Dimanche, mes deux colocs travaillaient et je devais donc affronter l'idée de passer la journée seule, sans plan précis. J'irais même jusqu'à dire que j'étais un peu ronchon en apprenant que plusieurs autres stagiaires allaient essayer d'aller voir les baleines qui commencent à arriver au large de Bora et que personne n'avait pris la peine de m'inviter. Je crois même que je suis allée me plaindre que je n'arrivais pas à m'intégrer ici, ce qui était peut-être un peu extrême. Toujours est-il que j'étais assise sur la table de la terrasse avec une de mes colocs en début de matinée, avant qu'elle se mette à bosser quand un voisin passe lui dire bonjour. Il lui propose de faire quelque chose aujourd'hui, mais elle refuse prétextant devoir travailler (ce qui est, en soi, une bonne excuse). Il se tourne vers moi, qu'il ne connait pas du tout, et me demande si j'ai quelque chose de prévu. Je répond que non, et il m'invite tout naturellement à passer la journée avec lui sur un bateau. Je n'ai eu besoin d'aucun temps d'hésitation pour répondre oui avec enthousiasme !
Le temps d'aller chacun de son coté préparer un sac pour nos aventures de la journée et on est prêt à partir. On enfourche donc son scooter et c'est parti mon kiki ! Petite pause pour acheter de l'eau et de quoi manger, puis on repart direction le Sofitel cette fois. On entre dans l'hôtel et on repart par la mer cette fois, à bord d'une petite embarcation, un véritable coquille de noix armée d'un moteur de 6 chevaux. On s'est à peine éloignés de la rive qu'il me demande de prendre les manettes, moi qui n'ait jamais conduit un bateau de ma vie ! Je le regarde hésitante, mais il me rassure et me montre rapidement comment faire. Je m’exécute et me voilà aux commandes de notre barque.

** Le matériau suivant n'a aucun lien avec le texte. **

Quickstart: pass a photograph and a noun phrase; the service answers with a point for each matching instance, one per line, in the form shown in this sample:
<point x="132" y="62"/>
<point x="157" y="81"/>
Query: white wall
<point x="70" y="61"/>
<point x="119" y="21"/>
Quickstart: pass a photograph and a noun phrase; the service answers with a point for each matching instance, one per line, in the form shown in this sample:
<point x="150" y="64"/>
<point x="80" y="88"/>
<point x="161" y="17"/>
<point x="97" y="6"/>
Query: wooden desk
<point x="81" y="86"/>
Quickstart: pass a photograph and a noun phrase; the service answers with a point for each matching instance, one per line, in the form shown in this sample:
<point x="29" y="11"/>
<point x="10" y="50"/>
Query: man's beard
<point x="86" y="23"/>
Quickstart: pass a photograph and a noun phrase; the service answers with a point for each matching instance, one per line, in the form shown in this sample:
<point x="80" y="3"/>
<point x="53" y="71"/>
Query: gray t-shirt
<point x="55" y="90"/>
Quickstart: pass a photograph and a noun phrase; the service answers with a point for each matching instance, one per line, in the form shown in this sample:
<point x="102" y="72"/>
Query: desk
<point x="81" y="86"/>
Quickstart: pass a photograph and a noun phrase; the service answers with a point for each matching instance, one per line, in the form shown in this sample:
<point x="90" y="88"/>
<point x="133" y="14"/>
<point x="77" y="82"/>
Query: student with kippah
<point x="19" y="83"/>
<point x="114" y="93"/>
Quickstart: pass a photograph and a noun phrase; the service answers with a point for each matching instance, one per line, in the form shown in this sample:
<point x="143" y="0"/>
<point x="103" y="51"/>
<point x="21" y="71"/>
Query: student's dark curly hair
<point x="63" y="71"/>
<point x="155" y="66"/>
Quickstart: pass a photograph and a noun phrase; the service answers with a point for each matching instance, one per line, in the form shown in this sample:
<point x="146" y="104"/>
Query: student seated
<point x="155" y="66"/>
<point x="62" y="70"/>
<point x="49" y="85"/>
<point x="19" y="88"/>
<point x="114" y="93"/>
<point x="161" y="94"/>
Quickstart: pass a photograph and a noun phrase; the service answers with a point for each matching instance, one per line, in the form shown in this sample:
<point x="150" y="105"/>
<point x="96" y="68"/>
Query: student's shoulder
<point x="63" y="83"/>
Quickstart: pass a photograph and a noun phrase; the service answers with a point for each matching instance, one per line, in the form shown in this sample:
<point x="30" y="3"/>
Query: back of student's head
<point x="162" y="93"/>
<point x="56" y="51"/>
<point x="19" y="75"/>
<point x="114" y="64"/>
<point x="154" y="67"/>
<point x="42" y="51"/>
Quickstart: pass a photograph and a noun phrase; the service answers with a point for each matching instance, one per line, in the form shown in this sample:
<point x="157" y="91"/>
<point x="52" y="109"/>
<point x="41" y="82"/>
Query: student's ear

Pendant ce temps, il prépare sa ligne de pêche, avec l'espoir de remonter une belle prise pour manger le soir même. J'ai même eu le droit de tenter la pêche également. On a lancé la ligne une grande partie de la journée. J'ai eu une première touche, mais rien de concret. Un barracuda a coupé la ligne ensuite. Puis en fin de journée, j'ai réussi à remonter une petite carangue ! Mais étant trop petite, on l'a remise à l'eau. Mais j'ai remonté quelque chose, héhé !
Après notre malheureuse rencontre avec un barracuda féroce, il me demande si j'ai déjà eu l'occasion de faire l'excursion Shark & Ray, un peu le truc à faire ici. La réponse est non, j'attends de recevoir mon caisson étanche pour pouvoir prendre des photos et rendre tout le monde jaloux (ou juste garder des souvenirs de ce truc de dingue). Il se trouve qu'il est caméraman pour les excursions et connaît donc les points où on peut trouver nos petits amis sous marins. Il m'emmène donc sur l'un des spots. Au passage, on croise de nombreuses raies, jusqu'à s'arrêter dans un coin d'eau limpide. Le bateau ne tarde pas à se retrouver encerclé de requins. Ah mince, j'ai oublié de préciser que je suis pas très fan de ces créatures. Ah, il faut que j'aille à l'eau? Ah... Oh et mince, on ne vit qu'une fois, je saute ! Il faut dire que l'occasion est trop belle pour la passer: nous sommes absolument seuls et j'ai mon masque et mon tuba dans mon sac. Je suis la seule à l'eau avec mes 8 potes les requins et des tonnes de poissons.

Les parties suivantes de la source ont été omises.